To me, those were the stand-out auditions of the night. But there were several instances where I found the judging confusing. Harry Connick Jr. - whom I really enjoy - was particularly off. He nixed several contestants who I thought had loads of promise, while giving a pass to others who seemed to be struggling already.
Specifically I'm talking about Jessica Barrett, 22, who has one of the prettiest voices I have ever heard on this show - I swear I thought it was a recording when she started singing. Sure, she's a little awkward. The "wattage" isn't there. But she was told no by both Urban and Connick, while Jennifer Lopez told them they were making a huge mistake. I think Lopez is right. That was a boneheaded pass for this show, especially considering some of the other people who got through.
Such as C.J. Harris, who did an Allman Brothers song in honor of his father. Harris seems very sincere and his voice has a nice whoop to it when he hits the big notes, but he slides off the pitch an awful lot. He can play guitar well enough, but you could hear him forcing stuff that shouldn't have sound forced. But he is unquestionably likable, and that's why he got through.
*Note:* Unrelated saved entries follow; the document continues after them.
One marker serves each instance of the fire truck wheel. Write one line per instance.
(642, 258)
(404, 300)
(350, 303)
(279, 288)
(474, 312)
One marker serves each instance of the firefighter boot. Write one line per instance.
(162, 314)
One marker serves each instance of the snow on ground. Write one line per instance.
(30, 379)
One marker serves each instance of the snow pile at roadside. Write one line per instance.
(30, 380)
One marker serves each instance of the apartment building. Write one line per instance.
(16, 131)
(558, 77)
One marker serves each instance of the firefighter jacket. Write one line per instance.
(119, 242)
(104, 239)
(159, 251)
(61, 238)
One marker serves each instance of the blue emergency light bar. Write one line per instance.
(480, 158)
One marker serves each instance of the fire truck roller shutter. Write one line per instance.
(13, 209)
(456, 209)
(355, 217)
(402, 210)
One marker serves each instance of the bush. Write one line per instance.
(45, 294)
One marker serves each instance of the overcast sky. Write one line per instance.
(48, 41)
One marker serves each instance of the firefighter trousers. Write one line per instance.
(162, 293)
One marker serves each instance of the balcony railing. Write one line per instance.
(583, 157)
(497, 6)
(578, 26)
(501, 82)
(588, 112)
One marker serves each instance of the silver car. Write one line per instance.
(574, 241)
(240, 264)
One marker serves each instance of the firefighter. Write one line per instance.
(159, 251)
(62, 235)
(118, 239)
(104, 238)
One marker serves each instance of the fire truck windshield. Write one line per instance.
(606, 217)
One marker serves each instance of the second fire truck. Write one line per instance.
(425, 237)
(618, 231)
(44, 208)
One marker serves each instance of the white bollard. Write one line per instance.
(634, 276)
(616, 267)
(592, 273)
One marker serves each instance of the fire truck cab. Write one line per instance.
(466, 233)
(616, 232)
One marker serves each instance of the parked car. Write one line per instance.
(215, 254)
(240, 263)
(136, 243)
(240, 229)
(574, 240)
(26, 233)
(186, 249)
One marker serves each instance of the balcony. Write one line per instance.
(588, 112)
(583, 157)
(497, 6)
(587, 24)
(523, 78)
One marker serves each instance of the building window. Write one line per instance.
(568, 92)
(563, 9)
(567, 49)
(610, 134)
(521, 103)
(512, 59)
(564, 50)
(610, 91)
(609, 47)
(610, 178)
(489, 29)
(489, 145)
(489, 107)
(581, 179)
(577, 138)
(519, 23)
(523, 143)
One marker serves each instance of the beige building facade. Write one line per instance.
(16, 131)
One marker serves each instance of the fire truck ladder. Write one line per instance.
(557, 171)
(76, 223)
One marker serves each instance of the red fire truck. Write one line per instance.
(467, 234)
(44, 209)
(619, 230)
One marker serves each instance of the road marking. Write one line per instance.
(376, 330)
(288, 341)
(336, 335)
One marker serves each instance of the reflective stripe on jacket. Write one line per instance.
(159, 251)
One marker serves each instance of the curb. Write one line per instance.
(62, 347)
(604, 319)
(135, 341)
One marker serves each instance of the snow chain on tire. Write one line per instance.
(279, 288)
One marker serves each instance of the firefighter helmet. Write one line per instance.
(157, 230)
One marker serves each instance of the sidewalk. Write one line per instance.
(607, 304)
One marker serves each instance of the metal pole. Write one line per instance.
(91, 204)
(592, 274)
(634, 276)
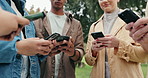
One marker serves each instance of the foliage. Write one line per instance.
(84, 72)
(88, 11)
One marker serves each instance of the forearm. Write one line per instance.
(76, 56)
(145, 47)
(131, 52)
(8, 50)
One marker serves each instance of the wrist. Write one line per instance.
(94, 54)
(73, 54)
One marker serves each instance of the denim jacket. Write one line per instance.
(10, 61)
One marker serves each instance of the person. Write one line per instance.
(62, 65)
(10, 29)
(20, 57)
(116, 55)
(139, 33)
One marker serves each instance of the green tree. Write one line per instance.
(88, 11)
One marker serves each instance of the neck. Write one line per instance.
(57, 12)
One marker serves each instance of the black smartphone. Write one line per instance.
(61, 38)
(35, 16)
(96, 35)
(53, 36)
(128, 16)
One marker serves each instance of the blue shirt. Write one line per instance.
(10, 61)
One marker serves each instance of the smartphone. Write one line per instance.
(128, 16)
(96, 35)
(35, 16)
(61, 38)
(53, 36)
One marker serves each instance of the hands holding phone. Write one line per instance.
(102, 42)
(66, 46)
(139, 32)
(9, 25)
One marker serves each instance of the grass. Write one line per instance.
(84, 72)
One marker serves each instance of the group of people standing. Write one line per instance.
(117, 55)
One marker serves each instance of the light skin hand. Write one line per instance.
(33, 46)
(69, 49)
(9, 25)
(96, 47)
(109, 41)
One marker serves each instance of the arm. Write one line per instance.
(129, 49)
(90, 60)
(8, 50)
(11, 29)
(79, 48)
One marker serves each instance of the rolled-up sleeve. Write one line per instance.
(132, 52)
(8, 50)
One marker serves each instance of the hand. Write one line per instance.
(33, 46)
(139, 30)
(69, 48)
(109, 41)
(9, 25)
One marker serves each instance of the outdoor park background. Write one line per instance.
(87, 12)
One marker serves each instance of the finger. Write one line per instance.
(22, 21)
(141, 21)
(129, 26)
(103, 39)
(140, 33)
(43, 53)
(44, 42)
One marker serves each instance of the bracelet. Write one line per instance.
(73, 54)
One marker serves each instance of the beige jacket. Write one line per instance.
(124, 62)
(71, 28)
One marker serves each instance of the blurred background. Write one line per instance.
(87, 11)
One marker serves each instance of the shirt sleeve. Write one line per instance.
(8, 50)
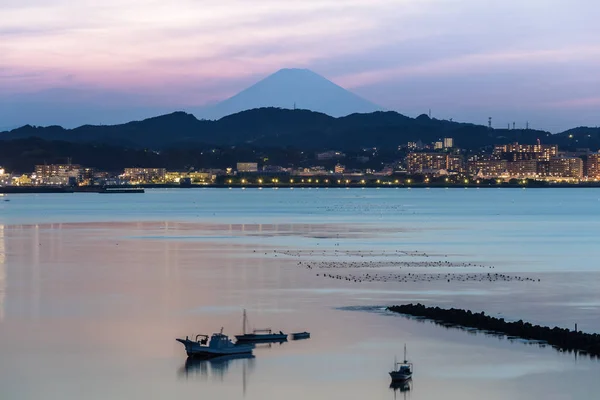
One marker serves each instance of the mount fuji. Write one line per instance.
(293, 88)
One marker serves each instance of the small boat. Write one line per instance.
(259, 335)
(402, 371)
(219, 345)
(300, 335)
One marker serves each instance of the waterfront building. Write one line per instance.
(522, 168)
(330, 155)
(518, 152)
(455, 163)
(247, 167)
(339, 169)
(566, 167)
(592, 166)
(487, 167)
(145, 174)
(56, 173)
(419, 162)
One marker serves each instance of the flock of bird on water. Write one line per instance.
(322, 261)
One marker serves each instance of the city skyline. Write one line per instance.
(465, 60)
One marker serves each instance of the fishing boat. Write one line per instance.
(402, 371)
(300, 335)
(259, 335)
(219, 345)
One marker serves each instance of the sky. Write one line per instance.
(108, 61)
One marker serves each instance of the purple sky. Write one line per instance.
(71, 62)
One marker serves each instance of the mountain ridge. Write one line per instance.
(274, 127)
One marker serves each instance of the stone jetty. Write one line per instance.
(560, 338)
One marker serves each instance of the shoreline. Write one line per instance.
(140, 188)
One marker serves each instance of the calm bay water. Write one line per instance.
(95, 288)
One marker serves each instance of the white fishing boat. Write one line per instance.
(402, 370)
(219, 345)
(259, 335)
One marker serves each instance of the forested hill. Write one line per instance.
(274, 127)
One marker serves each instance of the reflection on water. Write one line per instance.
(401, 387)
(2, 272)
(217, 367)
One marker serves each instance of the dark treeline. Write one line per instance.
(22, 155)
(560, 338)
(302, 129)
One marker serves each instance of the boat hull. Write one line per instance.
(196, 350)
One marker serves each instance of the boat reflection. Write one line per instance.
(267, 345)
(402, 386)
(216, 367)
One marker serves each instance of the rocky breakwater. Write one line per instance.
(560, 338)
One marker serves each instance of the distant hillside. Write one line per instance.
(293, 88)
(272, 127)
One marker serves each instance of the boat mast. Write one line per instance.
(244, 322)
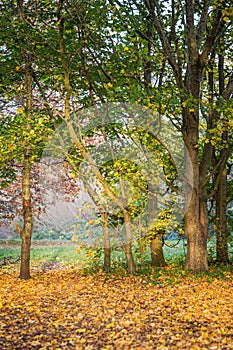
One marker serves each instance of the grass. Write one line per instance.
(68, 253)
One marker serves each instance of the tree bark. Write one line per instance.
(128, 244)
(107, 243)
(156, 245)
(221, 220)
(27, 216)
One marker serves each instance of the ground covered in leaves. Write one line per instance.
(64, 309)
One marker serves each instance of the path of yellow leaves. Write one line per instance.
(65, 310)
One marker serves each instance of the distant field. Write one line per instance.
(67, 252)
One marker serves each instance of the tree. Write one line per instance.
(186, 36)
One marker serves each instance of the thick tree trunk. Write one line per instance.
(27, 216)
(221, 220)
(128, 244)
(196, 213)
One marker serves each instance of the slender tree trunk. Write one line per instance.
(221, 220)
(156, 245)
(128, 244)
(157, 257)
(26, 173)
(107, 243)
(27, 215)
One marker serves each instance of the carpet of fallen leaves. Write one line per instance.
(64, 309)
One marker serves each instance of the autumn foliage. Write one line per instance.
(64, 309)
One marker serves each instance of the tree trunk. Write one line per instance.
(27, 216)
(196, 226)
(156, 245)
(107, 243)
(157, 257)
(128, 244)
(221, 220)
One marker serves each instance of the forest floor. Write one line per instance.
(65, 309)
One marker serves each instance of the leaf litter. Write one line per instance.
(64, 309)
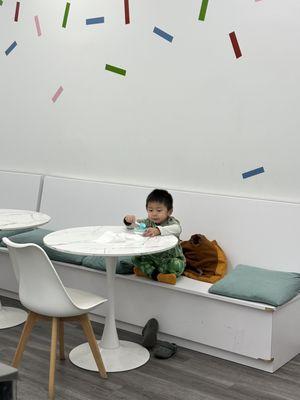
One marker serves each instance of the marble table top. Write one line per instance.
(107, 241)
(20, 219)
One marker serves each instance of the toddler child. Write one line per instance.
(168, 265)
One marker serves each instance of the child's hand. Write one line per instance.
(130, 219)
(152, 232)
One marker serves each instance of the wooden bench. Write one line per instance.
(254, 232)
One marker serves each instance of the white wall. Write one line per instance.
(187, 115)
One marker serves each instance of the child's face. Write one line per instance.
(158, 212)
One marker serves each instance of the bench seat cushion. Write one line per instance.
(36, 236)
(124, 265)
(258, 284)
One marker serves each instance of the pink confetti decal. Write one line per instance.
(38, 26)
(57, 94)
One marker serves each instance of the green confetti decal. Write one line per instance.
(65, 20)
(203, 10)
(117, 70)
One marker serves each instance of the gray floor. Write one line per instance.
(187, 376)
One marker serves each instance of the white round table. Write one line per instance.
(109, 242)
(12, 220)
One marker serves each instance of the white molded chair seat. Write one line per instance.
(43, 293)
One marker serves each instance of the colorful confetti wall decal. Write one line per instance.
(11, 47)
(57, 94)
(163, 34)
(253, 172)
(66, 14)
(92, 21)
(126, 10)
(37, 25)
(117, 70)
(203, 10)
(235, 45)
(17, 11)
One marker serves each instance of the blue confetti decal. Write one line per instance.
(253, 172)
(92, 21)
(11, 47)
(163, 34)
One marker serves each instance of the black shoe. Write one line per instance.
(165, 350)
(149, 333)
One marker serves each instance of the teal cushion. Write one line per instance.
(11, 233)
(124, 265)
(36, 236)
(258, 284)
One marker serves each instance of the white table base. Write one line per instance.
(10, 317)
(127, 356)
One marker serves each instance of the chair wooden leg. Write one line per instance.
(61, 340)
(31, 319)
(89, 333)
(53, 358)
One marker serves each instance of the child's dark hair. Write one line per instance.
(160, 196)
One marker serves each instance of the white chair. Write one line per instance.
(43, 293)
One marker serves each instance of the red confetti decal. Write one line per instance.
(235, 45)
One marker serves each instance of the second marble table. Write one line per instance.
(109, 242)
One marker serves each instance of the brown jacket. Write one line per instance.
(205, 260)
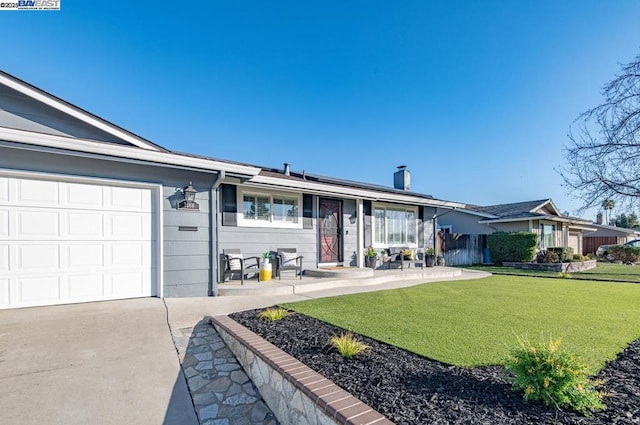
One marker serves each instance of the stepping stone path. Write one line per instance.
(221, 392)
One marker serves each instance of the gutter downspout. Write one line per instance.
(214, 233)
(434, 221)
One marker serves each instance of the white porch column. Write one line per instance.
(360, 250)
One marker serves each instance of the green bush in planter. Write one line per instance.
(623, 253)
(564, 253)
(512, 246)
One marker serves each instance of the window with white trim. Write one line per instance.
(269, 209)
(394, 225)
(547, 235)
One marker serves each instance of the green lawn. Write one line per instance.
(475, 322)
(604, 271)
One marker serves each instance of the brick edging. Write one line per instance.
(335, 402)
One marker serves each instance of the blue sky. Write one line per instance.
(475, 97)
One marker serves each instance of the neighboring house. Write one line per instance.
(607, 235)
(541, 217)
(90, 211)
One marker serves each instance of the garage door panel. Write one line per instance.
(65, 241)
(128, 284)
(38, 290)
(38, 257)
(86, 286)
(129, 199)
(4, 221)
(4, 190)
(130, 255)
(130, 226)
(85, 255)
(37, 223)
(85, 225)
(4, 258)
(84, 196)
(4, 292)
(37, 193)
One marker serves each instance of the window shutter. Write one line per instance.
(307, 211)
(368, 230)
(229, 205)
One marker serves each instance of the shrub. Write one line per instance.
(545, 373)
(514, 246)
(547, 256)
(624, 253)
(579, 257)
(348, 345)
(273, 313)
(564, 252)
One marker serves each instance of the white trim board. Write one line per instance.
(93, 147)
(74, 111)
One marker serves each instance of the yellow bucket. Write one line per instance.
(265, 274)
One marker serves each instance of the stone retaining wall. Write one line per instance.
(296, 394)
(577, 266)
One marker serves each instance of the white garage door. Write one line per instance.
(66, 241)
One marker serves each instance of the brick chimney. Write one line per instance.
(402, 178)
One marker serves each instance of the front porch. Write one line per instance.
(330, 278)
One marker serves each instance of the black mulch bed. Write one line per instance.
(410, 389)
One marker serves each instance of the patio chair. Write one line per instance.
(235, 262)
(289, 260)
(403, 256)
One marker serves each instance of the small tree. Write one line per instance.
(626, 221)
(607, 206)
(603, 154)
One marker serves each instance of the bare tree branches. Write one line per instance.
(603, 153)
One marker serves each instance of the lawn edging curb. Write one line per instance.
(294, 393)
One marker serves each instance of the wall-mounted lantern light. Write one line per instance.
(189, 202)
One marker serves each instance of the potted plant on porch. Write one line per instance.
(430, 257)
(265, 266)
(370, 257)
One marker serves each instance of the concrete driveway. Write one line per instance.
(112, 362)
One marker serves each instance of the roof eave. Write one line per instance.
(348, 192)
(76, 112)
(113, 150)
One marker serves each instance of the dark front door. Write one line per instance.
(330, 230)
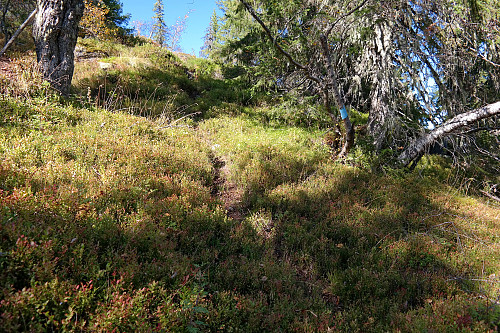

Similarly, Carmen Delgina, 24, is the daughter of Wonder Mike from Sugar Hill Gang, which is fabulous. She struggled through her audition of "Tainted Love." There is some talent there, but the breath control was way off and nothing about it felt like it was working. Jennifer called her "inconsistent." Keith said that there was a disconnect between the voice and the confidence. They gave her three yesses, and I'm just going to say it: that was all because of her backstory.
The biggest example of the inconsistent judging last night came from two young men with similar issues: they're blatantly ripping off the signature sounds of other artists. One was awful yet the judges liked him. The other was really good at what he did, yet got shit for it. BristonMaroney, 15, did "You Can't Always Get What You Want" by the Rolling Stones, and he has one of the most pinched, annoying voices I've ever heard. He sounded angry or in pain, like he was constipated. Keith wanted to hear "other colors" in his voice, and Harry was worried that he would blow his vocal chords singing with that affect. He had absolutely no business getting through to Hollywood. He's cute and seems nice, but that was actually unpleasant to listen to.
Meanwhile, Johnny Newcomb, 16, did "Last Kiss" by Pearl Jam, basically allowing the spirit of Eddie Vedder to possess him. THAT is how you do an affected voice without being egregious. He successfully convinced the judges to let him do a second song, and that was even better. Lopez said that Johnny was too good to say no to, but Harry thought he was too young and derivative - like there haven't been a million other derivative kids on this show. Keith blessedly gave him another shot. I think he's really good.
The weird Harry stuff continued with Kassandra Castaneda, 16, who did "Chasing Pavements" by, again, Adele. She too did a good job with the song. Really lovely voice. She should have turned down her creepy uncle's request to give JLo his number. Harry also didn't think she was ready. I just don't understand what he sees in some of these kids that he's not seeing in others. Thankfully Keith believed that she would blossom in Hollywood Week, and JLo put her right through.
Finally, let us all give thanks to the show for introducing us to Tequila Wilson, 24, a funeral-home singer who gives me life. She did "Someone Like You" by Adele and she came closest to doing Adele justice Wednesday night. It got a little shouty in parts, and a little flat in others. But there is great potential there. She had such huge energy when she came into the holding pen, and was awfully subdued in the actual audition. But she's got some sass. MORE TEQUILA!
TONIGHT: The auditions end. That was brief. Thank you, show.